Part - 2🪶 | Senle Ben, Sinan Güleryüz
25 . İLK ÖPÜCÜK
Eli enseme tutunduğunda başım doğruca göğsüne, soğut metale sürttü. Onun ne olduğunu anlamak için bakmama gerek yoktu, künyesi olduğunu biliyordum. Kıvanç, ağırca yutkunduğunda ona destek vermek için iki köpürcük kemiğinin arasına işaret parmağımı sürttüm ve "İstersen anlatma," dedim ona anlayışla. "Ben anlatmadım, sen de anlatmayabilirsin."
Göğsü kısık gülüşüyle hareketlendiğinde başım kayarak çenesinin altına yaslandı. "Sen anlatmıyorsun çünkü sana iyi gelmeyeceğini düşünüyorsun ama Münire, ben, bu gece, bir sen beni anlasan iyi hissederim."
"Tamam," dedim keyifsizce, göğsünde elimi gezdirirken. "Anlat, ben seni anlarım." Çenesini başımın üstüne bastırdı ve derince bir nefes aldı. "O güzel dudaklarının arasında öylesine dökülen kelimelerin bana neler yaptığını bilsen böyle konuşur muydun, merak ediyorum." dediğinde kıkırdadım ve kaslı göğsüne avucumu bastırdım. "Konuşurdum," dedim net bir ifadeyle.
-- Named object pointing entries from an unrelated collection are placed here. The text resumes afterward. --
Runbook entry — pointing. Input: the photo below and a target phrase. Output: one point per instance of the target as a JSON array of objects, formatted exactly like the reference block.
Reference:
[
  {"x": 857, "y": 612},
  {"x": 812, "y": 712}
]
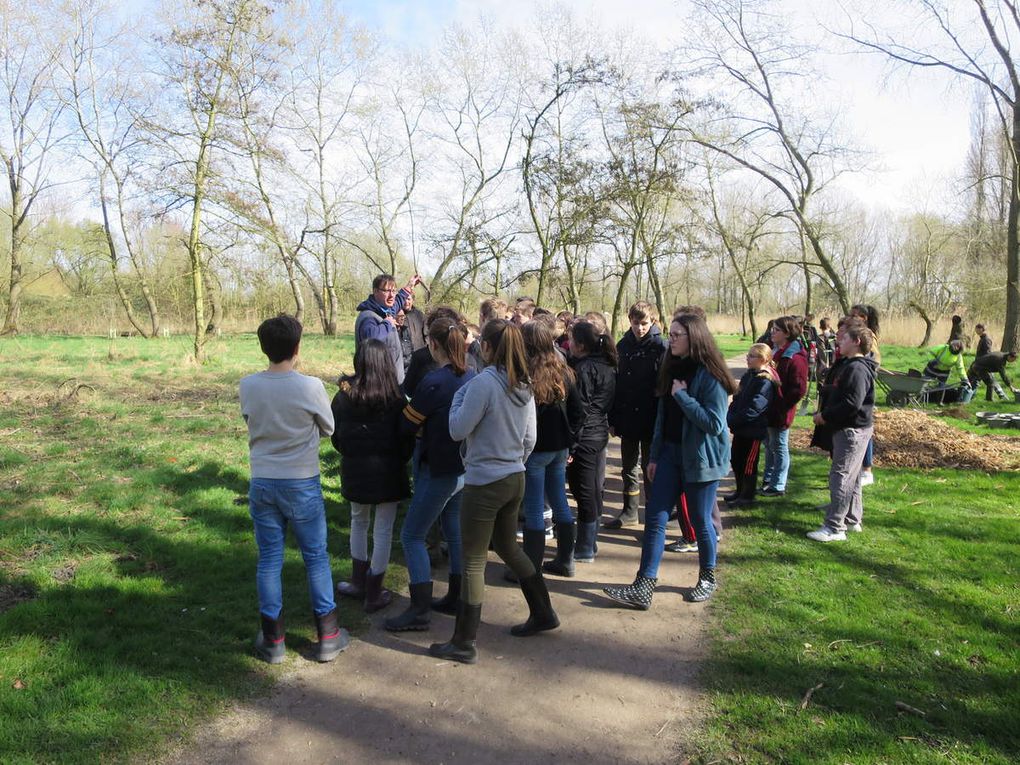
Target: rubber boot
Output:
[
  {"x": 543, "y": 616},
  {"x": 638, "y": 595},
  {"x": 376, "y": 596},
  {"x": 562, "y": 564},
  {"x": 269, "y": 645},
  {"x": 584, "y": 548},
  {"x": 418, "y": 614},
  {"x": 461, "y": 646},
  {"x": 333, "y": 638},
  {"x": 356, "y": 587},
  {"x": 534, "y": 549},
  {"x": 448, "y": 603}
]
Çünkü o, ışıksız odalarıma güneşin doğmasına sebep olan adamdı. "Ben, seni deli ettiğim her ihtimale sonuna kadar açığım!"
Çenesini başımdan çekerek gözlerime bakmak istedi ama yüzümü boynuna gömdüm, titredi. Ya soğuktan ya da nefesimden...
Durulduk. Öylece sessizleştik. Zaman zindan, yağan kar paylaşmadığım sırlarım oldu. Ne kadar süre sessizlik de bize yoldaş oldu, bilmiyorum ama koca avucu suratımın her yanını kapladığında konuşacağını anlamıştım.
Hazırlan, dedim kendi kendime.
Bu hayatta yaraları olanın sadece sen olmadığını öğreneceksin.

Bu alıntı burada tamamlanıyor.